Exploitation context
The source bundle does not report active exploitation, and KEV is false. It also does not provide exploitability prerequisites, attacker position, required privileges, or impact class. Treat exploitation context as incomplete until vendor advisories or kernel maintainers provide more detail.
Researcher notes
Evidence is limited to the CVE record and kernel stable references. No CVSS, CWE, exploit status, attack vector, or distribution package mapping is provided.

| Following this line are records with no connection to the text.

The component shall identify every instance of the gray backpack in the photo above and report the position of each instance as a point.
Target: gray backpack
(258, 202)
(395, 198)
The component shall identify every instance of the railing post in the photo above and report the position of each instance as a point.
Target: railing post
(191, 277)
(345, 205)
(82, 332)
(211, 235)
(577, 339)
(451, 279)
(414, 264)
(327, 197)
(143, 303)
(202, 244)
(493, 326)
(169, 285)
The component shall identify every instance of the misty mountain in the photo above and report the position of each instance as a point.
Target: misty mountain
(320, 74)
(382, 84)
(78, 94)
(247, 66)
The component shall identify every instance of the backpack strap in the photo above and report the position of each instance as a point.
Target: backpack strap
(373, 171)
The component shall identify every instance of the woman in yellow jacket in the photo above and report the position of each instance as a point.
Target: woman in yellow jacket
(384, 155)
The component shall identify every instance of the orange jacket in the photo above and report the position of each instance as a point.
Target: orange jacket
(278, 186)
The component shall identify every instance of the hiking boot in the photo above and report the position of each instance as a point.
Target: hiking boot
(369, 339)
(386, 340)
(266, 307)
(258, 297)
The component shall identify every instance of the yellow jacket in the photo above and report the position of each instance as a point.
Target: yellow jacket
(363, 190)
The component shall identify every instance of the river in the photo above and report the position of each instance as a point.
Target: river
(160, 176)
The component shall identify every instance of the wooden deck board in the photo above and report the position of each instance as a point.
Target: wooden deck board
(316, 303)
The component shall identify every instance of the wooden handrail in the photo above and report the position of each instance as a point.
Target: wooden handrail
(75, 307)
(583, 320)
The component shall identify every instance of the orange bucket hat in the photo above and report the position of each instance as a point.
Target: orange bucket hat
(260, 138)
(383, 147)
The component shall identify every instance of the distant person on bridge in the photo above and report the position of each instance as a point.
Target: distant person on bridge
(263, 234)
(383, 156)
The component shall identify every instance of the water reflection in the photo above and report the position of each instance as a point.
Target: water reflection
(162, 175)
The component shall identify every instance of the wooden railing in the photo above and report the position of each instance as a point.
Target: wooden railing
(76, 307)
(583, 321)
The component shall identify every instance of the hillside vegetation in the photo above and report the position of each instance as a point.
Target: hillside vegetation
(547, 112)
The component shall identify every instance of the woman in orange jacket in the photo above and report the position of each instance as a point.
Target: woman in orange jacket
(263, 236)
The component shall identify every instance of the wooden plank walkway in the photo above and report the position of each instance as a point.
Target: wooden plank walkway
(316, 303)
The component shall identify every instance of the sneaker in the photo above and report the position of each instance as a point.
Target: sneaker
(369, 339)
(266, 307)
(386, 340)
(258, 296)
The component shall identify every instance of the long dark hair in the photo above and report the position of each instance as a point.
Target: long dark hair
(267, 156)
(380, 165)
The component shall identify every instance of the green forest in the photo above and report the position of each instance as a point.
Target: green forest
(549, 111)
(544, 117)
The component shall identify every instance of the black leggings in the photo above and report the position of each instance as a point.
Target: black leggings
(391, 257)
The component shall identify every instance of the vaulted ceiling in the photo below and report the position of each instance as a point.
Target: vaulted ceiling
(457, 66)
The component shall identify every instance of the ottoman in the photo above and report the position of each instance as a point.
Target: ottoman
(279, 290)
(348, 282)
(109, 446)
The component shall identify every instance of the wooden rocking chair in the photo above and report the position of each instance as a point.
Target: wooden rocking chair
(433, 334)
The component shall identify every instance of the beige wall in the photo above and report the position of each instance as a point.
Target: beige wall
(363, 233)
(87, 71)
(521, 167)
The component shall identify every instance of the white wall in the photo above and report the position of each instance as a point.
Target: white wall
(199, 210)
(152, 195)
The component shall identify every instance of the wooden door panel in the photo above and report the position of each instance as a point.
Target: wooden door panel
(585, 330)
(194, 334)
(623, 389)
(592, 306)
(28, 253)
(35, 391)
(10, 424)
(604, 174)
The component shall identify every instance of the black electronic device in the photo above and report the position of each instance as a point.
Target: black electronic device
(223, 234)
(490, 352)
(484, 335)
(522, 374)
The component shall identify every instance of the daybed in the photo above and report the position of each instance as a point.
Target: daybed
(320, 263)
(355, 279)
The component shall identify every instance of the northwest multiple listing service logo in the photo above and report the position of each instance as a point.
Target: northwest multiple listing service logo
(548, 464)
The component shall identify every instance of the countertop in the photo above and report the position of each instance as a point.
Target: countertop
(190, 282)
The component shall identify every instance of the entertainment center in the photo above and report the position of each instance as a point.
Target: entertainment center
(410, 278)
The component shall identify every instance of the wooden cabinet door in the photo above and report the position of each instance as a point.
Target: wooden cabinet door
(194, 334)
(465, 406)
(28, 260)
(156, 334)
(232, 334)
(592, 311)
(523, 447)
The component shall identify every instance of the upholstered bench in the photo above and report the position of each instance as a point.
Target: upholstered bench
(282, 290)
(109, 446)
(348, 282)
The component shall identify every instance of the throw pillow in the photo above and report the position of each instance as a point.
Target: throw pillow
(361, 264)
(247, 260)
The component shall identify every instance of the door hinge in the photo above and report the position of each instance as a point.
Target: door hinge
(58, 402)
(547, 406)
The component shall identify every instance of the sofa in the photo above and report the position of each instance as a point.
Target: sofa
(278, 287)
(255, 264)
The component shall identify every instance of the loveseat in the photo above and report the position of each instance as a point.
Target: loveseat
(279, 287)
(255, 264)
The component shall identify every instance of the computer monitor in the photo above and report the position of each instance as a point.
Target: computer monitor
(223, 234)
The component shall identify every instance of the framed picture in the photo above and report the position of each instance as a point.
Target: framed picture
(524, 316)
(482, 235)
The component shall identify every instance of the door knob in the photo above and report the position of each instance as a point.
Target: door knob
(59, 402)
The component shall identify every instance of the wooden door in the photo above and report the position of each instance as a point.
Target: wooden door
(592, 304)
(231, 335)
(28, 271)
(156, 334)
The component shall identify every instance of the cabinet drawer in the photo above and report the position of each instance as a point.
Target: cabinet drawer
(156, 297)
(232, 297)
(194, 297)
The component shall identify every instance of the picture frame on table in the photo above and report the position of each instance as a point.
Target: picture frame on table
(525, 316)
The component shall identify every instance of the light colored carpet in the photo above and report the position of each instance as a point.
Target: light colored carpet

The most useful next research step is correlating stable commits with affected downstream kernel builds.
Mitigation direction
Apply vendor kernel updates containing the upstream NetLabel fixes.
Map upstream stable commits to your distribution kernel package versions.
Prioritize systems using SELinux, labeled networking, CIPSO, or NetLabel-related configurations.
If patching is blocked, request vendor guidance; no workaround is provided in the sources.
Validation and detection
Inventory Linux kernel versions across servers, appliances, containers hosts, and embedded systems.
Check whether installed kernel packages include the referenced stable commits.
Review host configurations for NetLabel, CIPSO, or labeled networking use.
Confirm remediation through vendor package metadata or kernel changelogs.
Generated from the cited source records. This long-tail analysis has not been individually reviewed by a named human.
Potential ATT&CK relevance
Conservative CVE-to-ATT&CK context
These mappings and lookup hints may be relevant to the vulnerability behavior, CWE, affected product, or exposure path. Glexia-inferred context is not an official MITRE, ATT&CK, CWE, or CVE Program mapping.
ATT&CK lookup starting points
Use these exact CWE pages and searches to review the Glexia ATT&CK library from this CVE's weakness and description context.
cve · low confidence lookup
CVE-2019-25160 mapping review
Open the CVE-to-ATT&CK bridge for reviewed, inferred, or future official mappings tied to this CVE.
These fields come from the CVE record and ADP containers, not from Glexia's Take. They preserve time-varying source decisions such as CISA SSVC, KEV status, CVSS metrics, and provider references.